Nutting wrote an apology letter to Rutter, but the PR damage was done. The Pirates issued a response, noting they were planning a new fan tribute. But the boos did not stop raining down. (On Wednesday, the team announced a plan to provide fans who participated in the original program a replica brick and to create a new permanent display.)

On April 9, when the Pirates played host to the Cardinals in an afternoon game, "sell the team" chants again broke out in the seventh and eighth innings.
That evening at Pat McAfee’s "Big Night Aht" event across the Allegheny River, more "sell the team" chants thundered down from some 12,000 strong at PPG Arena when McAfee introduced Skenes.
"Oh shit. No, no!" McAfee exclaimed as the chants continued.
Skenes stood in awkward silence with microphone in hand, wearing a thin smile, while McAfee tried to change the subject. On stage with Skenes and McAfee were longtime Pittsburgh sports fixtures Sidney Crosby and Ben Roethlisberger.
Crosby and Roethlisberger signed multiple contract extensions with the Penguins and Steelers, respectively, teams in leagues that have salary caps and floors. Nothing is in place in MLB to compel Nutting, or any owner, to spend.
There is almost zero chance Skenes will be in Pittsburgh beyond 2029. Gerrit Cole, another No. 1 overall pick, was traded after just four-and-a-half seasons with the Pirates.
"At least during the COVID years, we were in a 'rebuild' if you will call it that. We haven't rebuilt anything since 2015," Manetta said of the growing frustration. "We have the best young arm in baseball, and they have done nothing to add talent around him. I've attended the one and only game that I will attend this season, and I don't think that there was a more depressing season visit to PNC Park in the 24 seasons it's been open. It was a complete ghost town."
The paid attendance figure for Skenes' start Monday was 10,402, but perhaps half that number was in the park.
More goes into being a successful MLB franchise than payroll, of course, but it's difficult to argue Nutting has been a successful steward by any measure – from PR to personnel.

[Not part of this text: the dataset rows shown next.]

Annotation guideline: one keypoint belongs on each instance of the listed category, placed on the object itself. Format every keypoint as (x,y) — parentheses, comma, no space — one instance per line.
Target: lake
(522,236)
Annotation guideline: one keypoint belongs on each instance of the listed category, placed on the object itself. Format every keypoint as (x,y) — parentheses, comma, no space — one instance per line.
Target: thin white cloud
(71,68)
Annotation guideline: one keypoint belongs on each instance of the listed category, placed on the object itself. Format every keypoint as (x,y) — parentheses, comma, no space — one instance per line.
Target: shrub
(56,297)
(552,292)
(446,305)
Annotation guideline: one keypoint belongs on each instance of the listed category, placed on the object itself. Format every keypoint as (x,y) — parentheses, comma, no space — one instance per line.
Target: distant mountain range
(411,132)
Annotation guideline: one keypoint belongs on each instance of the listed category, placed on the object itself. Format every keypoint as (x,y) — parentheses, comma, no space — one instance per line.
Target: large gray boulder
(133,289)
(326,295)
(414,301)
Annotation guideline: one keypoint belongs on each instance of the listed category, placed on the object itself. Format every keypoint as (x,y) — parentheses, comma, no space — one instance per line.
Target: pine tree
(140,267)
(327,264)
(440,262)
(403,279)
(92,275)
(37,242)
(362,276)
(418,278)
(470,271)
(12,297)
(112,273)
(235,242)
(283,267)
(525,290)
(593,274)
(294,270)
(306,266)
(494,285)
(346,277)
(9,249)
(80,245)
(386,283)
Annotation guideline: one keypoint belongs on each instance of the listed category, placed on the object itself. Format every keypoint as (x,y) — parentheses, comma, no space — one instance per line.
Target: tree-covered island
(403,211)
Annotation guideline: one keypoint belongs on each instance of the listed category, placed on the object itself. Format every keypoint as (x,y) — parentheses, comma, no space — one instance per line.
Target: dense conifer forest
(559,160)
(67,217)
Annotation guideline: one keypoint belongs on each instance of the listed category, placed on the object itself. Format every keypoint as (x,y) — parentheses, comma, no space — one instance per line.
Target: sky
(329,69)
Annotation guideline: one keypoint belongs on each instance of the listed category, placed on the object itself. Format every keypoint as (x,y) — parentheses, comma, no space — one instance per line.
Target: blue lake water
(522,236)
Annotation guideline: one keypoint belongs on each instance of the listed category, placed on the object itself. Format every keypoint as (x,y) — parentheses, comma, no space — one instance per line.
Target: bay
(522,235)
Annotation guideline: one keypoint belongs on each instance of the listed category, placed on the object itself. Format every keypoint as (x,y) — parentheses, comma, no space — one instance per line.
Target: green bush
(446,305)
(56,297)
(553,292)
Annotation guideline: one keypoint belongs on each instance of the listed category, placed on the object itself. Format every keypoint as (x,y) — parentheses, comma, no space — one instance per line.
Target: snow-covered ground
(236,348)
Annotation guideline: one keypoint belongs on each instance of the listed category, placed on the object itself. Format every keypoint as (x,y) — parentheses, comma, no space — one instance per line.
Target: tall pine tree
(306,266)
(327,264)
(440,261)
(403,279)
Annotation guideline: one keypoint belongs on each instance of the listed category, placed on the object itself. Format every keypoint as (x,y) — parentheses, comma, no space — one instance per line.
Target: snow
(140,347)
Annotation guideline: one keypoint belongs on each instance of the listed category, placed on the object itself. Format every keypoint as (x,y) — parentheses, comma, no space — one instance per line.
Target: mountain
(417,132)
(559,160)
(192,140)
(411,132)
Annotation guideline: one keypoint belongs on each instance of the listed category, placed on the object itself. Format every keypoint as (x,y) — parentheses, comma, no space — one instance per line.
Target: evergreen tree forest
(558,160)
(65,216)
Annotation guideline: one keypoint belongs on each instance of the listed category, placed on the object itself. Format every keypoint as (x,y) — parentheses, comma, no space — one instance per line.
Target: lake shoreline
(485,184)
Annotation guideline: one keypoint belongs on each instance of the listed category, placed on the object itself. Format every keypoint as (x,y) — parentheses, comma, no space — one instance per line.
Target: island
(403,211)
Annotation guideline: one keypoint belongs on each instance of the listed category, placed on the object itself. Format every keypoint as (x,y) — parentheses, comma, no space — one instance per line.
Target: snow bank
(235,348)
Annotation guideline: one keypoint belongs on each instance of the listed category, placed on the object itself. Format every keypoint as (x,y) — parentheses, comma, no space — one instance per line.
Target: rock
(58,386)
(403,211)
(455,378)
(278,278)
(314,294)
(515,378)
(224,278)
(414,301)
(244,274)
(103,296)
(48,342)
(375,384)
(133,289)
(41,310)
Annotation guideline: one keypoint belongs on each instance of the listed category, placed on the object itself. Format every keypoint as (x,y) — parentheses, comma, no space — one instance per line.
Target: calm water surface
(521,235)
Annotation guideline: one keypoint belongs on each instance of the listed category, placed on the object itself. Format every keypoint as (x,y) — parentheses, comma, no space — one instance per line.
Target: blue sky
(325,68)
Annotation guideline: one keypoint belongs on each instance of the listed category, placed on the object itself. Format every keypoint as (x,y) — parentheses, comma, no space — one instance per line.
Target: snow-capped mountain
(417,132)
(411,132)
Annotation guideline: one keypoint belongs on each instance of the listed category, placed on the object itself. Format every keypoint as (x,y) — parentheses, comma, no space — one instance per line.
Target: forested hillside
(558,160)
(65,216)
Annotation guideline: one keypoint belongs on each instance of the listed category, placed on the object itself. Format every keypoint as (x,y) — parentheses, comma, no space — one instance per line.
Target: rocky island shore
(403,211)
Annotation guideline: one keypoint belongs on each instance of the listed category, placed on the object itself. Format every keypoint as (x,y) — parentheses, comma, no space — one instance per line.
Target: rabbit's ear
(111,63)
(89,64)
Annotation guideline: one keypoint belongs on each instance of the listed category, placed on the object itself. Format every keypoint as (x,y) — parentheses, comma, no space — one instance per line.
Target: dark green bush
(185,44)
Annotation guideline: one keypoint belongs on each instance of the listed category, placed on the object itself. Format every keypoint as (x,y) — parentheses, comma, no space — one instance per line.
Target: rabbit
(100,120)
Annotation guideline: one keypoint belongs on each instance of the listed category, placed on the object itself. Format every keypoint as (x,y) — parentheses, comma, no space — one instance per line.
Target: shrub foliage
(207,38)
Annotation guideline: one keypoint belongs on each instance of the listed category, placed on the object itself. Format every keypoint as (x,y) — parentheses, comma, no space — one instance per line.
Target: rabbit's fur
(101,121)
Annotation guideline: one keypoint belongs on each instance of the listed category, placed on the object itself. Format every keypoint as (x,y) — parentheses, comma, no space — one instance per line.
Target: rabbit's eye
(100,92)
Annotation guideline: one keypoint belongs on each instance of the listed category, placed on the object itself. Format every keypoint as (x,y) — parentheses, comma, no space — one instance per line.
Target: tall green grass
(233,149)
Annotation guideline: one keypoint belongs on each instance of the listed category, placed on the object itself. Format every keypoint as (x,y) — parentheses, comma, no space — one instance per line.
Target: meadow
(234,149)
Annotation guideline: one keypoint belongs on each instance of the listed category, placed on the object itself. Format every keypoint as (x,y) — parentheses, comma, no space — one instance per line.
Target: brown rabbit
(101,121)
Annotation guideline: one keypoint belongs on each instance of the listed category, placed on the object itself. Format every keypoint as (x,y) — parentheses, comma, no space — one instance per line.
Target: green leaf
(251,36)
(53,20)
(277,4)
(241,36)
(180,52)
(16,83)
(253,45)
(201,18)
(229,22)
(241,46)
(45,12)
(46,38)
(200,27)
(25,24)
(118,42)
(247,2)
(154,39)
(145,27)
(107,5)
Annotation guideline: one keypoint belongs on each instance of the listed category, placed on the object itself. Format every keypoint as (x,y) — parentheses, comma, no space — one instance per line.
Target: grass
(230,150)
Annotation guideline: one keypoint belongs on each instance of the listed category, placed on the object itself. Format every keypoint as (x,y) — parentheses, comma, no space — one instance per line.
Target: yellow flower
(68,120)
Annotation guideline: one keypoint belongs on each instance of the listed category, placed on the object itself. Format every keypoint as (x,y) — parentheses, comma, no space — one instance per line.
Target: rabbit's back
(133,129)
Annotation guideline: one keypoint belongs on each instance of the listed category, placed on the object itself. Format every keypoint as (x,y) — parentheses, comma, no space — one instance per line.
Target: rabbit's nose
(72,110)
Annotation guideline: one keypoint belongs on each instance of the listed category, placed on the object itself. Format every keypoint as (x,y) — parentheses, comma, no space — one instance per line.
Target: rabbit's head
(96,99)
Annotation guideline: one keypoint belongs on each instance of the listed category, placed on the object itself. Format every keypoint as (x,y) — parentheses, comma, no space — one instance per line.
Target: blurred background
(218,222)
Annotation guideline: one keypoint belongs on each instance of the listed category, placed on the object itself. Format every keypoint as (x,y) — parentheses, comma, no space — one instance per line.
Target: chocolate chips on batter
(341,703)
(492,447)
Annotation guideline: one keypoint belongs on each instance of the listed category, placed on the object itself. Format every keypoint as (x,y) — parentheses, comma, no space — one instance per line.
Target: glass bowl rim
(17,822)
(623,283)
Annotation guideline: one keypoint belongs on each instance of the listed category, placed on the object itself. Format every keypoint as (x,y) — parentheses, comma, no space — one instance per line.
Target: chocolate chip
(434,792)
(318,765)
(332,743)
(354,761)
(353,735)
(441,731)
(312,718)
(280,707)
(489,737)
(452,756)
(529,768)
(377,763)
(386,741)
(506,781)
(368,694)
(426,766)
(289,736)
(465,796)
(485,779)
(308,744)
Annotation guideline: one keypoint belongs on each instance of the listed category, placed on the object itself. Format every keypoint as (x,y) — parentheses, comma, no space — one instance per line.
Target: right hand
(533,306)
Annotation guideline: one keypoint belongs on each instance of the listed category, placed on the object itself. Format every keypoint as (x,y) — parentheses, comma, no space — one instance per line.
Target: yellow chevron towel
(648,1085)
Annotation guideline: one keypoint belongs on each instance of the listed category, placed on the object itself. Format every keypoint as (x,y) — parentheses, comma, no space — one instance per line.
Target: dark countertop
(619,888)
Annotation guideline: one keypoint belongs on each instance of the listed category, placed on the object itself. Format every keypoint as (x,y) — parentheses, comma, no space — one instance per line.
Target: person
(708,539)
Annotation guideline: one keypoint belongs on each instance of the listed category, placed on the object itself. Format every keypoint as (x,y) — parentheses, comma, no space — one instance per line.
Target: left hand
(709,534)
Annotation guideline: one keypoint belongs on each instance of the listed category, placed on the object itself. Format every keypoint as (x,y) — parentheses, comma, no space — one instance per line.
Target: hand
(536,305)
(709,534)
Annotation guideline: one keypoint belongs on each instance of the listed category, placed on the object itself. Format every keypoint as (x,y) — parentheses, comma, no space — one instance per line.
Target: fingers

Recent drafts under general manager Ben Cherington appear promising with prospects such as Chandler, Konnor Griffin, and Termarr Johnson added to the farm system, but the front-office regime, in its sixth season, has yet to produce an above-average position player. The farm system ranks 16th at Baseball America and 19th at FanGraphs.
Since Nutting took controlling interest in the club in January 2007, the Pirates rank 28th in wins (1,289), have had only four winning seasons and three postseason appearances (2013-15 under former GM Neal Huntington), and have not won a playoff round aside from the 2013 NL wild-card game.
Similar teams that live with budget constraints such as the Tampa Bay Rays (1,520 wins) and Cleveland Guardians (1,480) rank fourth and seventh in the majors in wins since 2007.
Pittsburgh is a great sports town. PNC Park is arguably the best ballpark in baseball. Yet it's often far from capacity.
What can force change?
MLB rarely pressures owners to sell, although it happened in 2011 when owner Frank McCourt was forced to sell the Los Angeles Dodgers after the team filed for bankruptcy. Owners tend to stay out of one another's affairs, and the commissioner works on their behalf.
Pirates fans have limited bargaining power aside from staying home.
Next year will be Nutting's 20th year as the principal owner of the club. Pittsburgh, unlike the Athletics and Rays, does not need a new ballpark. It just needs someone to invest and someone to execute for a passionate fan base that has reached the end of its rope.
Perhaps if they shout loudly enough, for long enough, someone will listen.
Travis Sawchik is theScore's senior baseball writer.